Suburban parents just eat that stuff up.
I go to the tournaments. The coaches look like criminals and are carrying knives. The old dads coaching their kids are indistinguishable from the coaches. My son’s last match, his instructor and I both knew the other kid’s coach from back in the day. He would beat people to a pulp in street fights over very minor things.
At the same time, walking around these tournaments, I see nerdy Chinese families with their nerdy Chinese kids, and I wonder: “How did they find this?”
BJJ is like the woman who had a past before she was married, and now we’re going to pretend it never happened.
Nakai might be the toughest SOB anyone ever fought. People forget, there was a very good greco super heavyweight in that tournament who probably should have made it to the finals with Rickson, but he lost to a guy who was probably 150 pounds lighter and basically blind the entire fight.
Went on the coach one of the greatest grapplers in MMA history.
Nakai will be welcomed into the afterlife by Athena personally. A fucking legend.
I’ve been around fighting long enough that when people say “man, no matter what you say about them, it takes balls to get in that cage” I think “no, for a lot of fighters it would take more balls not to get in there.”
LOL. I was learning and using leglocks as a white belt in 2000. When I briefly got back into the sport 2 years ago, I almost subbed a purple with a leg. He was like “wtf where did you learn that…
Since I was a 40 year old white belt, I didn’t immediately hammer into it, I started easing into it when I had the limb, but he’s a purple and escaped.
Maybe someone can help me out with the name, I never learned that. When your opponent stands up in the guard, you switch your hips and rotate 180 to lock in a knee-bar
Haha nice dodge of my question. I can tell when I brought that up it hurt some feelings on here - I’ll tell you what, later tonight I’ll see what I can find on this issue and post it ..

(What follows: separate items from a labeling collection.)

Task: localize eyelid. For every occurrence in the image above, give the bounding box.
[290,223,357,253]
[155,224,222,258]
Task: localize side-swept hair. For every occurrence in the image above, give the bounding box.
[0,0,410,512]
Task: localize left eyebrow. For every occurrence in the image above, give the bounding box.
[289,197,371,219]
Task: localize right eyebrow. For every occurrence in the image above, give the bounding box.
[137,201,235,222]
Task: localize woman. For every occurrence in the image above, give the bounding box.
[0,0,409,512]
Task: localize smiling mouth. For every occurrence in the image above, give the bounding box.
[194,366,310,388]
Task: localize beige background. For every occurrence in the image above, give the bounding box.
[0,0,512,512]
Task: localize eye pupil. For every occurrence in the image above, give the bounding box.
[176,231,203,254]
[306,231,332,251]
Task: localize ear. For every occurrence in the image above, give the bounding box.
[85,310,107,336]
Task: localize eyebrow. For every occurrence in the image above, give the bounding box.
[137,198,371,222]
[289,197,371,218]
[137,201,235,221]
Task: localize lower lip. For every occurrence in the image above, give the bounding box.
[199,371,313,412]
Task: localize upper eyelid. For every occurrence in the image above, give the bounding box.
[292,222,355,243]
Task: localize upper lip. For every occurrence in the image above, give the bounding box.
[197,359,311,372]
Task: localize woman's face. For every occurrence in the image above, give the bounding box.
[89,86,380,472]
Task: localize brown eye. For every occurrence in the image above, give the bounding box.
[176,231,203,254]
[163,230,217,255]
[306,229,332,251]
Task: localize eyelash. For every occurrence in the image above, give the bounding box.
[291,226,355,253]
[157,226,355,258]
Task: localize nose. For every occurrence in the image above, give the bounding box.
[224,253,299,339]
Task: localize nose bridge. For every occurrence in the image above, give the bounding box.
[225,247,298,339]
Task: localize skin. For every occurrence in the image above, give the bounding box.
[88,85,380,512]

I honestly think Rickson probably would have won. Royce fought him for 90 minutes and was vastly physically inferior to Rickson without even bringing BJJ into the equation. And then Royce won the rematch. Sure, he was juiced to the gills but Rickson could have done the same in a Pride match. They encouraged steroid use.
The problem is Rickson beating Sak wouldn’t have really done anything for GJJ. He was praised as the best in the family so it would be expected. But if he lost that would have hurt the brand badly. Maybe irreparably. And it was very much a brand and a business. So the downside of a match would be a lot greater than the upside.
A lot of the moves that have names now didn’t have names back then. I know exactly the move you’re talking about. I taught that move to some white belts in 2007. Back then it didn’t even occur to me that it should have its own special name.
Also I remember I would teach them moves, and sometimes one of them would say: “Isn’t that illegal?”
Well, good to know I’m not stupid. I was 145lbs back then, so I used to get stacked in guard A LOT (my coach didn’t believe in weight class rolling..) I got real proficient at it.
If it’s the move I’m thinking of that would be considered “reaping the knee”. I did it after coming back to JJ after years and was told it was illegal. Also, half the time I went for a choke I was accused of neck cranking, which was legal when I trained. I gave up the neck crank entirely back then because I could never get a tap from it lol.